Булыжники эпитетов летят в стекла дворцов. Ошарашенный и потрясенный, просыпается старый мир.

Сквозь серую пыль времени проступают черты портрета Брабанцио. Он - один из "трех тысяч дворян, хозяев города и всего государства на земле и море", - как писали историки Венецианской республики. Он - сенатор, и оскорбить его - это значит оскорбить Дожа, государство, белые и розовые мраморные дворцы. Его просвещенному вниманию посвящали свои труды ученые латинисты, и он пил вино с Тицианом. Вероятно, он - одна из достопримечательностей Венеции, статуя на ее парадном фасаде. Он действительно "великолепный".

И, конечно, он не власть, он только декоративная фигура во дворце власти. Черный генерал, защищающий колониальные интересы республики, - желанный гость в его доме. Слушать рассказы полководца и мореплавателя - любимое развлечение. Но черный воин, входящий в семью, - это не только оскорбление, это адское наваждение, которое может произойти лишь при помощи нашептываний, колдовских трав и ядовитых снадобий.

Брабанцио -один из тех, кому отдает свою силу, военное умение, свою кровь Отелло. И сенатор, добрый и щедрый хозяин, не только хорошо награждает, но и обращается с Отелло, как с равным. Но стоит Отелло действительно стать вровень с ним, как он требует костра для "язычника и подлого раба".

Век прошлый и век настоящий - это обычная тема столкновения отцов и детей. В "Отелло" это век прошлый и век будущий.

В будущем - счастье Отелло и Дездемоны, в прошлом - горе и злоба Брабанцио.

* * *

Чтений пьесы мало совпадает с обычным чтением, особенно это относится к пьесам Шекспира. Кроме видимого текста, существует еще текст, лежащий между словами, сквозящий сквозь слова, - множество невидимых знаков, определяющих интонацию, взгляд, поступь действующих лиц.

Мало что можно прочесть о Доже в сцене сената. Дож справедлив, заинтересован в исходе войны, любит Отелло, дает благодушные советы Брабанцио и уходит со сцены, пожелав всем доброй ночи, как малозаметный персонаж.

Роль без характера.

Мелькнувший на несколько минут на сцене старинный портрет.

Но стоит нам прочесть находящиеся между слов (а иногда и вне слов) знаки эпохи, невидимые слова времени, и Дож обретает голос, взгляд, походку.

Сегодня же, сейчас же ночью должен ехать Отелло в бой. Идет война, и сухая и жесткая рука власти направляет ее ход. Непреклонная воля, направленная к государственной цели, сметает, как пустяк, оскорбленное самолюбие, честь сословия, обвинение в колдовстве.

И дело решает вовсе не замечательная речь Отелло и не отсутствие доказательств у Брабанцио (как будто в эту эпоху важны были доказательства при обвинении в колдовстве черного иноземца); исход известен заранее. Яго знает решение сената еще до первого слова, произнесенного Дожем.

 "...наш сенат, я знаю, не накажет 
 Отставкою его, а разве легкий 
 Даст выговор: он так необходим 
 Сенаторам для предстоящей кипрской войны..."

На два раздела делятся поступки и слова Дожа: на то, что подчинено прямой цели, к достижению которой устремлена его воля, и на обход досадных задержек, мелких и глупых дел, на которые приходится обращать внимание.

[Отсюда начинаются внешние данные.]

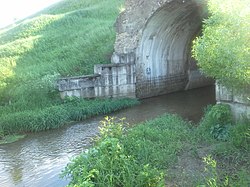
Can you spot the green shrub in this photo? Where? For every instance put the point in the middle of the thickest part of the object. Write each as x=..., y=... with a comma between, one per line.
x=108, y=164
x=239, y=135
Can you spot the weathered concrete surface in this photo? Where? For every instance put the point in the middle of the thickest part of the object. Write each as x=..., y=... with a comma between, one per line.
x=152, y=52
x=156, y=35
x=111, y=80
x=240, y=104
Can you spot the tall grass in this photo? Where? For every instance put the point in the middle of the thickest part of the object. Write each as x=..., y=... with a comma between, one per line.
x=66, y=39
x=140, y=155
x=58, y=115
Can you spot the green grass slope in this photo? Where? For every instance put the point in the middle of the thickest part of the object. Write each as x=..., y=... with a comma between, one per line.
x=66, y=39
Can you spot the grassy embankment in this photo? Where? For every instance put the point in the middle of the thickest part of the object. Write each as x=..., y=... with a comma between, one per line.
x=66, y=39
x=167, y=151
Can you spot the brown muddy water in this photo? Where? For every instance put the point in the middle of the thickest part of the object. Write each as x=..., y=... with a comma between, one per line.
x=38, y=159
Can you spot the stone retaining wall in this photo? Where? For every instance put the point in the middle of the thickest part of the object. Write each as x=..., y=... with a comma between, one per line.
x=110, y=80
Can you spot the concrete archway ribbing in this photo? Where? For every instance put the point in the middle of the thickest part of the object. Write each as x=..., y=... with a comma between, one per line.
x=164, y=50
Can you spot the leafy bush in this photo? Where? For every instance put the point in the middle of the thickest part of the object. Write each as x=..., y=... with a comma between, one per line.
x=222, y=51
x=108, y=164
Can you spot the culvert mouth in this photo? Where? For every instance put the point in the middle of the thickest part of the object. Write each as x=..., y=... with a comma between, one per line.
x=164, y=63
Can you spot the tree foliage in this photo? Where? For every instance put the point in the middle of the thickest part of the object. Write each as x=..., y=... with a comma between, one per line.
x=223, y=50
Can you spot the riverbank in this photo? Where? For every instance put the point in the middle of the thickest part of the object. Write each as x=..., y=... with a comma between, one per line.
x=35, y=53
x=167, y=151
x=72, y=109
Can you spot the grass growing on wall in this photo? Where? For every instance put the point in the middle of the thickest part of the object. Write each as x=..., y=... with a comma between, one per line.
x=66, y=39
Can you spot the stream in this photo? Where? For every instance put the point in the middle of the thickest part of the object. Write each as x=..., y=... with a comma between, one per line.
x=38, y=159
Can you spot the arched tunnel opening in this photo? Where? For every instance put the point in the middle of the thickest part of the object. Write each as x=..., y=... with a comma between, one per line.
x=164, y=63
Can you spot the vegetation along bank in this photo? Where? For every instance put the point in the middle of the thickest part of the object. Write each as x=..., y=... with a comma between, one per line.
x=66, y=39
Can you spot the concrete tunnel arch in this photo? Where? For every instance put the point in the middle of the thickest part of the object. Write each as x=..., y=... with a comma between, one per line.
x=163, y=57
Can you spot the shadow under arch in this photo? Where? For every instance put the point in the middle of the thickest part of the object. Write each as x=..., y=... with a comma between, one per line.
x=164, y=63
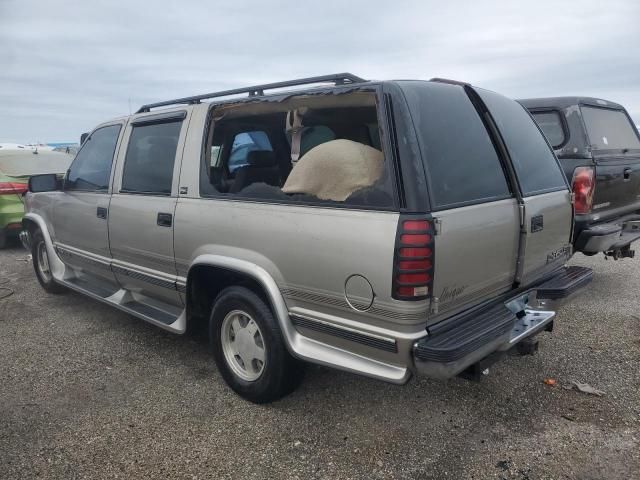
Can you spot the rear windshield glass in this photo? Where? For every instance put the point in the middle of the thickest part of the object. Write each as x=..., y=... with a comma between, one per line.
x=609, y=129
x=551, y=126
x=537, y=168
x=26, y=163
x=462, y=164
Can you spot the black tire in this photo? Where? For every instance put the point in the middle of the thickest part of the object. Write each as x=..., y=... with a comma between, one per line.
x=46, y=281
x=281, y=373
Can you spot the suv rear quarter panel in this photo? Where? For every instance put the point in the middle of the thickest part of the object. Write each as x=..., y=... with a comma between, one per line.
x=309, y=251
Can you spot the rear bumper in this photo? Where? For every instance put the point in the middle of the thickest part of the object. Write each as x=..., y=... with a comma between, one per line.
x=605, y=237
x=455, y=344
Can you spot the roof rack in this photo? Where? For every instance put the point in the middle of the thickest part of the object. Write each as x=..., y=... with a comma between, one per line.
x=258, y=90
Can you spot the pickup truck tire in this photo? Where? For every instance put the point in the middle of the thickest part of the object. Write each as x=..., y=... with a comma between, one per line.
x=41, y=265
x=249, y=348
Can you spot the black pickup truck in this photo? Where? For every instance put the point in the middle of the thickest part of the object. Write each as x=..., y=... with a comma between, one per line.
x=599, y=149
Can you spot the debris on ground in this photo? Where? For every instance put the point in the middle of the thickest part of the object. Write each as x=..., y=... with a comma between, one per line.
x=584, y=388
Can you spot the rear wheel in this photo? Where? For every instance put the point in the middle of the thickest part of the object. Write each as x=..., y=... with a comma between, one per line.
x=249, y=348
x=42, y=266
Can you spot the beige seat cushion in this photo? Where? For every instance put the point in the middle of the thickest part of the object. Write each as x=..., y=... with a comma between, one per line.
x=334, y=170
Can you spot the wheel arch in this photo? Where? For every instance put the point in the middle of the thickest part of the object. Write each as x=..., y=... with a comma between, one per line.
x=210, y=274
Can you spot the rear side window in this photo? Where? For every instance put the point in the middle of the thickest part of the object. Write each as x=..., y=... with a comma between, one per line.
x=537, y=168
x=91, y=169
x=551, y=125
x=609, y=129
x=246, y=142
x=148, y=166
x=462, y=164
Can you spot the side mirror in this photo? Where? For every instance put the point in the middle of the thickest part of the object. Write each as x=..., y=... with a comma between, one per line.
x=48, y=182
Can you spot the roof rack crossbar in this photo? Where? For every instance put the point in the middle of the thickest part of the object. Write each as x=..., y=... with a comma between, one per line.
x=258, y=90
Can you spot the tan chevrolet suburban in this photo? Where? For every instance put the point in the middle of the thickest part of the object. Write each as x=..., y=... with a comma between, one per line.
x=385, y=228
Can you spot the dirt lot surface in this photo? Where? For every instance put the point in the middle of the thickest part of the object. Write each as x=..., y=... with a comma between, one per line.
x=89, y=392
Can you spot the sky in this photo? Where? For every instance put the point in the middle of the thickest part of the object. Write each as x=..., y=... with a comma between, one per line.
x=66, y=66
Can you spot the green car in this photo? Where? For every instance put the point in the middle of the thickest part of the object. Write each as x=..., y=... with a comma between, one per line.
x=16, y=166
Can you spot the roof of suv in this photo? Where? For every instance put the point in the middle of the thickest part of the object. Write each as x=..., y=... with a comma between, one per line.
x=565, y=102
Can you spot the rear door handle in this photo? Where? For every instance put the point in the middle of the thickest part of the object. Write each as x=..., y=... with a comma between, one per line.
x=165, y=219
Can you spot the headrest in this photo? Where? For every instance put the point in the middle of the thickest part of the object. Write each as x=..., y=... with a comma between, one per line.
x=261, y=158
x=336, y=169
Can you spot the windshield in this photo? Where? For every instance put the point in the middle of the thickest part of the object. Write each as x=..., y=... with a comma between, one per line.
x=27, y=163
x=609, y=129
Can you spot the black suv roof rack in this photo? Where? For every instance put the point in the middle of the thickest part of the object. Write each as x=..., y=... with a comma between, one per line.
x=258, y=90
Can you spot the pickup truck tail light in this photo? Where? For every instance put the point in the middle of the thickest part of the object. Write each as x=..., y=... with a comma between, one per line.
x=413, y=259
x=13, y=188
x=583, y=185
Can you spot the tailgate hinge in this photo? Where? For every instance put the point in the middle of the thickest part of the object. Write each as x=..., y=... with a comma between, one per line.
x=433, y=306
x=437, y=225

Основное в образе Дожа - холодный государственный ум и жесткая воля. Тщетные попытки примирения влюбленной пары с обиженным отцом - не более чем привычная, изрядно фальшивая улыбка доброты, о которой так часто можно читать в описаниях внешности государственных деятелей этой эпохи.

Дож - глава Венецианской республики, создавшей классическую школу дипломатии, образец для всего мира (в XVI веке обязанности дипломата определялись так: "Муж добрый, отправленный на чужбину, дабы там лгать на пользу своей стране", - так писал английский посол во Франции сэр Генри Уоттон).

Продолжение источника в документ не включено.